On that same day, we had much earlier stopped for a wild turkey or two standing in the road.

The nature girl in me is also in overdrive when I see lizards scampering from sun to cool shadow. I’m living in a place that has lizards.

(Actually, on the day I went on my job interview, I was early and wasted time watching two lizards playing on a log. I thought at the time that it would be cool to work at a place where you could watch rustic lizard play right in the scenic parking lot.

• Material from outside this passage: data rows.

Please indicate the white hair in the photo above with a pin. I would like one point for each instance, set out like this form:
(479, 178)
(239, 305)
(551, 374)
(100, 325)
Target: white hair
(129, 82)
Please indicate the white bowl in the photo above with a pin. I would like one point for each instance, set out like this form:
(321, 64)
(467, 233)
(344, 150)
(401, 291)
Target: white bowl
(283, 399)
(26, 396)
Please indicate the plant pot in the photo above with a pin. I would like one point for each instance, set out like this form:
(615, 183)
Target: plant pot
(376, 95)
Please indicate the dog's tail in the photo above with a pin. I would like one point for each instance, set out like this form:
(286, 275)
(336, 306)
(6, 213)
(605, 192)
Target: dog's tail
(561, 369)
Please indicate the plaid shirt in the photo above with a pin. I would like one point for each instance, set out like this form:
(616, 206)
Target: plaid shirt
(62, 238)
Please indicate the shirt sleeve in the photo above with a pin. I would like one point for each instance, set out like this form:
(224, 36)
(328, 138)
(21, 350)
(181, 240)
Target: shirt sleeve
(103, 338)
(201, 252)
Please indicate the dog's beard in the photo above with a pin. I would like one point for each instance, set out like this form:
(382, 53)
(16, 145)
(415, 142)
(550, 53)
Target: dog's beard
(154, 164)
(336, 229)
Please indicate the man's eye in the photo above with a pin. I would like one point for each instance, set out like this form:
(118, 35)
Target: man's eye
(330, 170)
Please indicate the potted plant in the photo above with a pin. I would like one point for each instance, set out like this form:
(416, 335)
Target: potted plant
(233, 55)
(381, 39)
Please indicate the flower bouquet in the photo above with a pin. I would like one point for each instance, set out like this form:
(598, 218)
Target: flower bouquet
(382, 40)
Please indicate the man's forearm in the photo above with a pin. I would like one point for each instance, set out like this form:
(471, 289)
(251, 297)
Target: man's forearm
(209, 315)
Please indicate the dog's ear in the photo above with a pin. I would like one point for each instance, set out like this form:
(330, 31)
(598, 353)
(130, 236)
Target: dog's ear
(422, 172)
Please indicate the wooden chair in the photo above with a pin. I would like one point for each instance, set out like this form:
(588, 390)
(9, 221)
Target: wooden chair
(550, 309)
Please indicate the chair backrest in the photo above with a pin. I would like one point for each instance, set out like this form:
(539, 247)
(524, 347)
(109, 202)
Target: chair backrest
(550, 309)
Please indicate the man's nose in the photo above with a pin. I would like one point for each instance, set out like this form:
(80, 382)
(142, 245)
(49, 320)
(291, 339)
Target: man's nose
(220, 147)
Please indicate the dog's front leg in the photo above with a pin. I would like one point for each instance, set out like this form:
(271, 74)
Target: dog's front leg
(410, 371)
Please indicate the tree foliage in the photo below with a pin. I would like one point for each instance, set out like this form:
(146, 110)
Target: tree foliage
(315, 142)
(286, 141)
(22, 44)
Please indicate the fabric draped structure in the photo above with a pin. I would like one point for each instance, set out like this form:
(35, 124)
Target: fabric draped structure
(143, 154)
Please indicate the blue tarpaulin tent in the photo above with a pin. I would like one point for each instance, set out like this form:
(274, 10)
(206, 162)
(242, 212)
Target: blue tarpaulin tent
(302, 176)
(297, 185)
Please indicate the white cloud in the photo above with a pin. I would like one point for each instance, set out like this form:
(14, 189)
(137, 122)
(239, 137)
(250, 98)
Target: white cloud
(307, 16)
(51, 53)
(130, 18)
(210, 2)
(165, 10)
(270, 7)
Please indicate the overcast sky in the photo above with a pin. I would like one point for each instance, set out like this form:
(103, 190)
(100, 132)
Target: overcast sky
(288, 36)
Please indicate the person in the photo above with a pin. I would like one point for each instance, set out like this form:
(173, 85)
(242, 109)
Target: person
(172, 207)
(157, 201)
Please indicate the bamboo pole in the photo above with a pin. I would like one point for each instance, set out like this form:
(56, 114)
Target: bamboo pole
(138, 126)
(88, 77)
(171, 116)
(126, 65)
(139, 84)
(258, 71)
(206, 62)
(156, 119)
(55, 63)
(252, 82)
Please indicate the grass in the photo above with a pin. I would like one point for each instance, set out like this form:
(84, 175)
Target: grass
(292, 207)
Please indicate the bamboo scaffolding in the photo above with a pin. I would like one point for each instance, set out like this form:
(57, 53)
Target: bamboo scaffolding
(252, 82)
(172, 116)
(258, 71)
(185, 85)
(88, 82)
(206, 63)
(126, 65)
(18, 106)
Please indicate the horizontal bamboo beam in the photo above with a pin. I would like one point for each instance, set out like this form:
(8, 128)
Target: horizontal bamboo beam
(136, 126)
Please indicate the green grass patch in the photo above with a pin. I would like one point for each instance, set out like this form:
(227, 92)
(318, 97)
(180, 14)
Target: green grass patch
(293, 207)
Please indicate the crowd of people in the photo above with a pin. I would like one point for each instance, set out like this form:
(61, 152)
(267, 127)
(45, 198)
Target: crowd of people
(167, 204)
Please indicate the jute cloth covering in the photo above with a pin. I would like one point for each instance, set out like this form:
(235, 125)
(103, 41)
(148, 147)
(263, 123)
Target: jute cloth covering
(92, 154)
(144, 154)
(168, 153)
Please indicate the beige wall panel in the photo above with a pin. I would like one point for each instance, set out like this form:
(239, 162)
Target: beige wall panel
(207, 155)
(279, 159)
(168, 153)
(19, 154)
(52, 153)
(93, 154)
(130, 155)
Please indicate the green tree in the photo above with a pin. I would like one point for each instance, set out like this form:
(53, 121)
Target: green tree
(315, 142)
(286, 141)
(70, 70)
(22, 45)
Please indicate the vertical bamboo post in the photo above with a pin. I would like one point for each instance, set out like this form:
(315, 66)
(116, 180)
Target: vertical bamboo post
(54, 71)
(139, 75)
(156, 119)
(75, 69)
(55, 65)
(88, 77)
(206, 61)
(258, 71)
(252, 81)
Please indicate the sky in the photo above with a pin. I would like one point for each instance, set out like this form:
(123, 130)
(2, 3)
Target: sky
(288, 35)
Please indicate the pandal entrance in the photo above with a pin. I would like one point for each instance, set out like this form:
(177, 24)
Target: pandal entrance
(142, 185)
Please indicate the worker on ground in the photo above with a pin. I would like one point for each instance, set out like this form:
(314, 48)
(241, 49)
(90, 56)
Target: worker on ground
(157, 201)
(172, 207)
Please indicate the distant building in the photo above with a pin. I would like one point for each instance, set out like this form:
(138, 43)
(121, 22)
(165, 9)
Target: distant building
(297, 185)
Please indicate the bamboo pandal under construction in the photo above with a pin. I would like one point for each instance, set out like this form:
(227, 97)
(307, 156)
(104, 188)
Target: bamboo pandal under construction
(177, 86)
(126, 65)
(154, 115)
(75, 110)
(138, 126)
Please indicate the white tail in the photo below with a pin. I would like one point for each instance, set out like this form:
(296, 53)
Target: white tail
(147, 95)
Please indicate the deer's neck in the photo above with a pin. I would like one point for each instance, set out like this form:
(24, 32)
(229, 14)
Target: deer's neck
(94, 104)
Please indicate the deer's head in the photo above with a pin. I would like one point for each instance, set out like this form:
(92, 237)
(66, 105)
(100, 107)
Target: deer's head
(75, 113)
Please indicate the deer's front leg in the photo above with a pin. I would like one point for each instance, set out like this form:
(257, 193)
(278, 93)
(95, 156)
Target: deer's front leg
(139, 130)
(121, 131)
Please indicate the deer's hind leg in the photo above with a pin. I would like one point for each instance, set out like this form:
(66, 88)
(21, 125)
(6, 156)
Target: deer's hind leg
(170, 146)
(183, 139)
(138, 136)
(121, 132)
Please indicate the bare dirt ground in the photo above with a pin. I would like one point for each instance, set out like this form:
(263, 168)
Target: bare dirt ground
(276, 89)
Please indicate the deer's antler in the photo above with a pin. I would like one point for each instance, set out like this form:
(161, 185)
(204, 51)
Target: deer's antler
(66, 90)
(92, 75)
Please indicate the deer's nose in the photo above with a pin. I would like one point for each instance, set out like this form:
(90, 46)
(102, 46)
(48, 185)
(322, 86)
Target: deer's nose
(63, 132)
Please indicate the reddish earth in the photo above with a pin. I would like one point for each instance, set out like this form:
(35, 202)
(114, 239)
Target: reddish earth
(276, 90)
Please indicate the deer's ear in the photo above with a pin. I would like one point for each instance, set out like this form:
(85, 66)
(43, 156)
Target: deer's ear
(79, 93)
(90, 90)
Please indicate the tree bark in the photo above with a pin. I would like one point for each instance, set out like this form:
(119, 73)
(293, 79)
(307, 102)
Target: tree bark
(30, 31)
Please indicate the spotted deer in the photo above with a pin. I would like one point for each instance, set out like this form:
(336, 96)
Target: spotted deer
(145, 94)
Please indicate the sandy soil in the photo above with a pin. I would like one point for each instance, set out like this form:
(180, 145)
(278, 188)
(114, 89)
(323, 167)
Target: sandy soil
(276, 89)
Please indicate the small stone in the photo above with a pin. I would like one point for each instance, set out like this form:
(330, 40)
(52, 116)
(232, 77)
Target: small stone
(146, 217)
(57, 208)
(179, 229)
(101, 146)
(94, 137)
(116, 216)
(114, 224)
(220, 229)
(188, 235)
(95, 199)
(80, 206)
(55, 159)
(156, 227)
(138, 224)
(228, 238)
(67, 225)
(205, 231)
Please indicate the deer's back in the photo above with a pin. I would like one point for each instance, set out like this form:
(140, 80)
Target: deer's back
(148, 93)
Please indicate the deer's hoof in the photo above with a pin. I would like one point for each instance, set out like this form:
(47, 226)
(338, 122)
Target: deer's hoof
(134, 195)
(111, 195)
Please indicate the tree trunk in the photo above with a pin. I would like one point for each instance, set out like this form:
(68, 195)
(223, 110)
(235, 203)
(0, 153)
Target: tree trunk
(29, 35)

Today, I went walking around the grounds and figured out where the community garden area is and where some of the walking paths go and saw a lizard.)

Finally, this job just feels different, but that just makes me crazy after all of the negative reinforcement, horrible conditioning of the last one. Like the president and vice president came by my desk today, together, and were clowning around. Since my boss was out of town, the president declared he was taking over our group and giving us all new names.

At my former place of employ, the whole exchange would have been designed to strike fear into me, the unwitting pawn, and as they goofed around, thousands of sycophantic fingers would have been typing emails to try to uncover what game was afoot and where their advantage would lie.

I, a babe in this new western land, am at a complete loss as to how to behave with these folk.

Even today, someone basically took me aside to let me know that it was OK to be annoyed with the annoying person.

Whatever rules govern these office politics, my old book doesn’t seem to apply. (Which, I guess, is good for me, because I quite sucked at the old game.)

Vroom, poor sucks

I gotta get to the bottom of a little technical glitch. Forgot my real camera this weekend, when we checked out San Jose’s first ever Grand Prix. Took some cell phone camera crappy shots, but they seem to have not posted and disappeared instead.

(I’m a sucker for checking out hype going on in my own backyard (as one can see from these old pics of Kerry pre-loser, the DNC post-Patriot Act, and the winners.)

Here’s all I gathered from the race — some chick won something, a French dude, who Paul Newman owns or something, won the Grand Prix (I heard the Marseilles and everything) and I can’t for the life of me figure out why racing is big among poor, white trash. Here’s the scene, people willing to pay a buck fifty times 10, as in $150 cash American or more, get to sit in big seats overlooking the track. These seats, as well as safety shit, like jersey barriers, fences, giant piles of tires, effectively block any view of the track at street level, where us simple folk dwell.

So, we, the poor and unwashed, amble around under fucking hot sun, herding around narrow fenced in areas, wearing earplugs against the roar of the engines we can’t see, peeking through gaps in the fence or raising our eyes toward jumbo TVs to see one car at a time go by too fast to see anything. And, we, again the meager, humble, waste of society, who are not worthy of grandstands, sweat and strain near the racetrack essence and pay $45 to at least be on the “right” side of the fence.

Fucking stupid without even stepping near the bleeding heart liberal dirtiness of a war for oil fueling the spectacle.